Character Coreference Resolution
Scaling coreference resolution to long screenplay documents
Coreference resolution is a clustering task that groups together mentions of the same entity or event.
Consider the following text.
Victoria Chen, CFO of Megabucks Banking, saw her pay jump to $2.3 million, as the 38-year-old became the company’s president. It is widely known that she came to Megabucks from rival Lotsabucks.
Here, all the spans highlighted in blue refer to the same person: Victoria Chen. Therefore, the coreference cluster of Victoria Chen will contain the text spans – Victoria Chen, her, the 38-year-old, and she.
Coreference resolution is a document-level task. Finding the coreference clusters in long documents can become challenging because they can span the entire length of the text. We develop scalable inference methods to address this issue.
Annotation
We create a coreference dataset of long documents using movie screenplays. The MovieCoref dataset contains coreference annotations of the main movie characters for six full-length movie scripts and three short movie excerpts.
Movie | Words | Mentions | Characters |
---|
In total, the MovieCoref dataset contains coreference cluster annotations of 418 characters, encompassing over 25,000 mentions across 201,000 words.
Coreference Model
We adapt the word-level coreference resolution model of Dobrovolskii (2021) to the character coreference resolution task.
The only difference from Dobrovolskii’s model is the addition of the character scorer module.
Working
Given a document, the model aims to find the clusters of coreferring text spans. It works as follows:
-
Encoding - The model creates contextualized word embeddings using a BERT-based encoder. We use RoBERTa for this purpose.
-
Character Scoring - We use a character scorer module, consisting of a GRU and a feed-forward neural network, to find the likelihood of a word to be the head word of a character mention. We call this likelihood the character scores, denoted by \(s_r\).
-
Coarse-Coreference Scoring - The antecedent of a word is a coreferring preceding word. Following conventional practises, we use a coarse coreference scoring stage to reduce the search space of possible antecedents of a word.
For every word pair, we sum the output of a biaffine scorer and the character scores of the individual words to find the coarse coreference score, denoted by \(s_c\).
-
Filter Antecedents - For each word, we only consider preceding words with top-k coarse coreference scores as its candidate antecedents.

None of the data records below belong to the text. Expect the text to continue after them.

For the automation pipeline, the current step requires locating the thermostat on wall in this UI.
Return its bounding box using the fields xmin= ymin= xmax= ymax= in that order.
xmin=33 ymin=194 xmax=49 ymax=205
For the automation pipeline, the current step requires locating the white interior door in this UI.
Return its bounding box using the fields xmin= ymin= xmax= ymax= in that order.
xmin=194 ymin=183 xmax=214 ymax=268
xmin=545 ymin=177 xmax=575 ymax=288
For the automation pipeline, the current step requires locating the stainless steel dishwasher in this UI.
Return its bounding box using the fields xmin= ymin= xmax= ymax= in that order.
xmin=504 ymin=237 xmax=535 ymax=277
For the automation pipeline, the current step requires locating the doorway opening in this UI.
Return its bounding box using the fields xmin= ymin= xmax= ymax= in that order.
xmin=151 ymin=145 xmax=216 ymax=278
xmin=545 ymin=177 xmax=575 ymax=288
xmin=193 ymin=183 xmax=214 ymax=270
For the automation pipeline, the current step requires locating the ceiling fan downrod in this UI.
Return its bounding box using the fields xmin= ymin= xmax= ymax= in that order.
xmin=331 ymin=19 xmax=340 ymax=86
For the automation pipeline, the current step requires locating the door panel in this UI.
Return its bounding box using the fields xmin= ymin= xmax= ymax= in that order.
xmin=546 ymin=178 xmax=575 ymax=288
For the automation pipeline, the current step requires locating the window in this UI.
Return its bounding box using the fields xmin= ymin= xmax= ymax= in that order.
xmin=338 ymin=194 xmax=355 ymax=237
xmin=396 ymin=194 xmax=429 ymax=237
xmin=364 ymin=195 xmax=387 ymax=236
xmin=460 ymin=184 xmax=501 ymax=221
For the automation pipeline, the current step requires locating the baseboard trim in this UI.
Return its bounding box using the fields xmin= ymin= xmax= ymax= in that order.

We usually use k = 50.
-
Fine-Coreference Scoring - For the remaining word pairs, we find their fine coreference scores using a feed-forward neural network. The feed-forward network takes as input the concatenation of the word embeddings, the element-wise dot product of the word embeddings, and an encoding of the distance between the two words. We denote the fine coreference scores by \(s_a\).
-
Coreference Cluster - Words \(i\) and \(j\) corefer if the sum of their coarse and fine coreference scores is positive: \(s_c(i, j) + s_a(i) > 0\). Using a span expansion module (not shown in the above model diagram), we expand the words to its subsuming text spans. We find the coreference clusters using graph traversal on the coreference relation.
Scaling to Long Documents
The described model has quadratic time and space complexity. Therefore, we cannot apply it directly on long documents (>10K words). We use fusion-based and hierarchical inference to scale our model to long documents.
Fusion-Based Inference
We split the long document into overlapping subdocuments and apply the coreference model on each subdocument separately. Word pairs occurring in the overlap region will incur multiple coreference scores. We average them to get the final coreference scores and proceed as usual to find the coreference clusters.
Hierarchical Inference
We split the long document into non-overlapping subdocuments and apply the coreference model on each subdocument separately. From each coreference cluster, we sample some representative words based on their character scores \(s_r\). Next, we perform a second round of coreference scoring on these representative words. If two representative words sampled from different clusters corefer, then we merge the original clusters.
Results
We compare our model against the neural coreference resolution model of Lee et al. (2018). It differs from our model in that it does not include the character scorer module and uses heuristics to scale to long documents. The results show (left picture) that both our inference approaches perform significantly better than the baseline.
This performance improvement comes at the cost of increased memory consumption. Observing the variation of performance and memory-use for the fusion-based model (middle and right pictures) tells us that the performance improves, but memory consumption increases, when we increase the size of the subdocument or the overlap between adjacent subdocuments. Similar results hold for the hierarchical approach.
Therefore, the splitting and sampling strategy depends upon the performance requirements and resource constraints of the application.